Preparing to launch the premium, European outdoor brand in North America sometime between Q2 and Q3 of 2020, Callaway last week lowered its FY19 sales and EBITDA outlook for the Jack Wolfskin business it purchased for $476 million late last year.
Citing softer market conditions in Central Europe and China and ongoing currency exchange headwinds, Callaway said Jack Wolfskin’s FY19 revenues will be 2-3 percent lower on currency-neutral basis from initial projections, down 4-6 percent on a reported basis. Jack Wolfskin is now forecast to provide its parent $20-26 million in adjusted EBITDA in FY19, down from prior guidance of $33 million.

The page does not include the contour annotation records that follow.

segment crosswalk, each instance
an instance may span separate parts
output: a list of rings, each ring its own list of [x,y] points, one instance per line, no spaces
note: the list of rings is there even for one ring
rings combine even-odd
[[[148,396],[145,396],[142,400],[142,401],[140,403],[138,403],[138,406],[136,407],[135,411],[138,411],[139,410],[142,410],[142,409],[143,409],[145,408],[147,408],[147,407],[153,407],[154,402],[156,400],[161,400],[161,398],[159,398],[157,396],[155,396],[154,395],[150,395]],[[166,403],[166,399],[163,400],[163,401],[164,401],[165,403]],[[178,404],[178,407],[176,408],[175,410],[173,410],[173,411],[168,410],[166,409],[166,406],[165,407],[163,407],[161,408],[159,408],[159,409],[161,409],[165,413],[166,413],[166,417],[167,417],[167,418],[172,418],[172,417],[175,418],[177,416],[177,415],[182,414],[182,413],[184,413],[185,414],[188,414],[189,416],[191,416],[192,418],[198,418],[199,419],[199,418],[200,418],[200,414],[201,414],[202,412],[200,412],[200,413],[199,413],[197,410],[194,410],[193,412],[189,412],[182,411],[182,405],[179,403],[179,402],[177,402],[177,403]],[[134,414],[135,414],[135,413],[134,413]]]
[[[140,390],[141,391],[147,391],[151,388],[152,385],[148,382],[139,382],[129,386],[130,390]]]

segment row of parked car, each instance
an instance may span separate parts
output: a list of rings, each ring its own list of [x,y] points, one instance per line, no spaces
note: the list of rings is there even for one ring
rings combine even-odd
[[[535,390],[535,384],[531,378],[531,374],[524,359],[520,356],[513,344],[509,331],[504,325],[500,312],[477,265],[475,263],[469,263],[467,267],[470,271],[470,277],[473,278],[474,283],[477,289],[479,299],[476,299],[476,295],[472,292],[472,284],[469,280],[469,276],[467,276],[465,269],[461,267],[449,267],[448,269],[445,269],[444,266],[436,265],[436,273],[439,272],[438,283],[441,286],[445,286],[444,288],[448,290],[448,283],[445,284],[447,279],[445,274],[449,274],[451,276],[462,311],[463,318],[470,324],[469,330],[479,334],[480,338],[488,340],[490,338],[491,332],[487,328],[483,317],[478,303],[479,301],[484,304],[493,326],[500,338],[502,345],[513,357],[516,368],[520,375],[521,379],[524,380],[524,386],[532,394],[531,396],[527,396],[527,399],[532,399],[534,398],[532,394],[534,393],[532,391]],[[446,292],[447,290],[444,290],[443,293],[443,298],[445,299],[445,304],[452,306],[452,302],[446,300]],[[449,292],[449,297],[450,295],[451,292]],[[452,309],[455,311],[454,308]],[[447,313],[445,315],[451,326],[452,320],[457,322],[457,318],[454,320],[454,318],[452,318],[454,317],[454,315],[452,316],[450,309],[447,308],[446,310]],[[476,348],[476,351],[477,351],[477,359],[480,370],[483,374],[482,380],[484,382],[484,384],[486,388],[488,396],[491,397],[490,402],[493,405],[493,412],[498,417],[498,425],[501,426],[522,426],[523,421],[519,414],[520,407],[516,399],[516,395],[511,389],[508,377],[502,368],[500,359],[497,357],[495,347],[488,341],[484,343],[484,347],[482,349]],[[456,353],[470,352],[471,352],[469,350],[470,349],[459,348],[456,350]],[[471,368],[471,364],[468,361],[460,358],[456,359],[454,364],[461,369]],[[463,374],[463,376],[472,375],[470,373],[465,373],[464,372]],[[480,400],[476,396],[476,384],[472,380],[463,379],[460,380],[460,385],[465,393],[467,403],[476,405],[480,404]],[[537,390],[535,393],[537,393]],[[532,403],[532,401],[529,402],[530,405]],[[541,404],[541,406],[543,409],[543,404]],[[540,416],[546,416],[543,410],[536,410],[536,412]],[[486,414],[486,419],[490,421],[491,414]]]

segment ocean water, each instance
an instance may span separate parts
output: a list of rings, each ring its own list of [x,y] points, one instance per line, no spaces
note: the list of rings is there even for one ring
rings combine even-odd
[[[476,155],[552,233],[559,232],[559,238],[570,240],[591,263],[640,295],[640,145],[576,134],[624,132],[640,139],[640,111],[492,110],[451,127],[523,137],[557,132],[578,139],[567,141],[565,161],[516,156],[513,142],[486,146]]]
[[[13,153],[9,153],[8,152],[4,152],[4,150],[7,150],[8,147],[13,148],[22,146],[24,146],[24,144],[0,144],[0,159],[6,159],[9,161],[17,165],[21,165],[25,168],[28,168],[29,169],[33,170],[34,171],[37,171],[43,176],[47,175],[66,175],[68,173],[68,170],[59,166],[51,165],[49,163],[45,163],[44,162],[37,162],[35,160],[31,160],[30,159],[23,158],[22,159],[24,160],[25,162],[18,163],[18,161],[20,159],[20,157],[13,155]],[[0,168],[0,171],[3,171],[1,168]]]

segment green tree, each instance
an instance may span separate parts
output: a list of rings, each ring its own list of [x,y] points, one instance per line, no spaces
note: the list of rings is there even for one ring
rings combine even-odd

In Q1, Jack Wolfskin generated $93 million in sales and was “slightly profitable from an EBITDA perspective.”
Shortly after announcing the Jack Wolfskin acquisition, Callaway said it would leverage its operational infrastructure to broaden the brand’s geographical footprint and expand its annual FY performance to $400 million in revenues and $50 million in EBITDA over the next few years.
“Although we are lowering our guidance for the Jack Wolfskin business in 2019, we remain excited about the long-term prospects of this business,” Callaway CFO Brian Lynch told analysts. “And we believe our other businesses will cover the short-term effects of the softer market conditions in Central Europe and China are having on the Jack Wolfskin business.”

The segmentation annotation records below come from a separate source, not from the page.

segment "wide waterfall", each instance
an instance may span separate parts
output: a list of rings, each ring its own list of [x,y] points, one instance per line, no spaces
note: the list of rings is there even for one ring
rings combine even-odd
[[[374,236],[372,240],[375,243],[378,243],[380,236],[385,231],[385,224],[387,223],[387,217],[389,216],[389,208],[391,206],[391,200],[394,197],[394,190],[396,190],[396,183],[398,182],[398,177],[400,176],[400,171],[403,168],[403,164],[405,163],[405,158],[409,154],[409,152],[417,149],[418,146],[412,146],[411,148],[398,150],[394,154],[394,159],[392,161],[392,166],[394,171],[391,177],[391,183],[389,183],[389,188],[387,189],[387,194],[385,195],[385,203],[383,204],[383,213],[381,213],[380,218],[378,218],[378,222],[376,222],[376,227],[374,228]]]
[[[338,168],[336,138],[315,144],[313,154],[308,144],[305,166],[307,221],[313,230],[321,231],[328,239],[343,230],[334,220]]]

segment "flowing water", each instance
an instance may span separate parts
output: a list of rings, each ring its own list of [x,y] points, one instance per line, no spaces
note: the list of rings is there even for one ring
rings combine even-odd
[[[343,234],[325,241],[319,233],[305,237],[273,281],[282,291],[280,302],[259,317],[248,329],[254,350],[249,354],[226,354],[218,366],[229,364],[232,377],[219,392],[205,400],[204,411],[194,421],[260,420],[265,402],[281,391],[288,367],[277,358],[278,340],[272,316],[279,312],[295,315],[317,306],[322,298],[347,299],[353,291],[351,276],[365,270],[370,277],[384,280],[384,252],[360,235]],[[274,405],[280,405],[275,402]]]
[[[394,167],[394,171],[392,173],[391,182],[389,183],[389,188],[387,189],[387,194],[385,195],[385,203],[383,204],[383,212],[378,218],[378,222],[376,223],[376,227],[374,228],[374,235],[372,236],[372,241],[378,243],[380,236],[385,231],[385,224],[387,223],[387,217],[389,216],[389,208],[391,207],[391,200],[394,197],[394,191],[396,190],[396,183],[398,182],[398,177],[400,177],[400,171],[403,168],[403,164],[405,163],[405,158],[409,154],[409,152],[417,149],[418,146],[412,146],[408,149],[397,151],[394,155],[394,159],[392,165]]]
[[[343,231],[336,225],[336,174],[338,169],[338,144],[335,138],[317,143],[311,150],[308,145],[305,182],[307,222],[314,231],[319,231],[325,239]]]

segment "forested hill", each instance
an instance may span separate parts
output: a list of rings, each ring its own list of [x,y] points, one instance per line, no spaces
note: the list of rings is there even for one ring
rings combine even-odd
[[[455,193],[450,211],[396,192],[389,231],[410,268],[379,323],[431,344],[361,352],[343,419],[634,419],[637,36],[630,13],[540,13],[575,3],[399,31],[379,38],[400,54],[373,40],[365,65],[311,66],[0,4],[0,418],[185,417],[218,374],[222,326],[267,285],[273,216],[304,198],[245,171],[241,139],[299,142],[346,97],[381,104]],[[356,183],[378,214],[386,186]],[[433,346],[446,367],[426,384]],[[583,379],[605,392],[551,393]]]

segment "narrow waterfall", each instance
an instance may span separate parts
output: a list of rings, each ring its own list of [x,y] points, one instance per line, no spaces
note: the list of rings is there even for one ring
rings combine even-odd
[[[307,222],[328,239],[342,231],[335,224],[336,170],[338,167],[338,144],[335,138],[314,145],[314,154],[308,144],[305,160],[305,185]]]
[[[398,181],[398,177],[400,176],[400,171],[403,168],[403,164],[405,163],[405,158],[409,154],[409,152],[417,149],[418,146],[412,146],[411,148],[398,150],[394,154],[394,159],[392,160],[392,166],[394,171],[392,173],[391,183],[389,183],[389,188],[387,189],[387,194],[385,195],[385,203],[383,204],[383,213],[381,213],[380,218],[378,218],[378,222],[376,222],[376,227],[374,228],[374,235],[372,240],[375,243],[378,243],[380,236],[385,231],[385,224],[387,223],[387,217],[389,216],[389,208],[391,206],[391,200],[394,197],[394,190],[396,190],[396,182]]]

Central Europe and China currently account for approximately 75 percent of Jack Wolfskin’s overall revenues.
At Acushnet, consolidated Q1 revenues were down 1 percent to $434 million on a constant currency basis despite a 16 percent gain in golf ball sales during the period and a 3 percent increase at FootJoy. Titlelist club sales, down 20 percent year-over-year, were said to be in line with plan. U.S. sales were 5 percent higher.
H1 consolidated net sales at Acushnet are projected at flat year-over-year, ahead of planned new irons launches in Q3 that should bolster H2 revenues. Meanwhile, in Korea, the company is transitioning its apparel line to a more Korea-centric, locally designed line from one that was globally-inspired and shifting more of its FootJoy business to own retail and away from wholesale.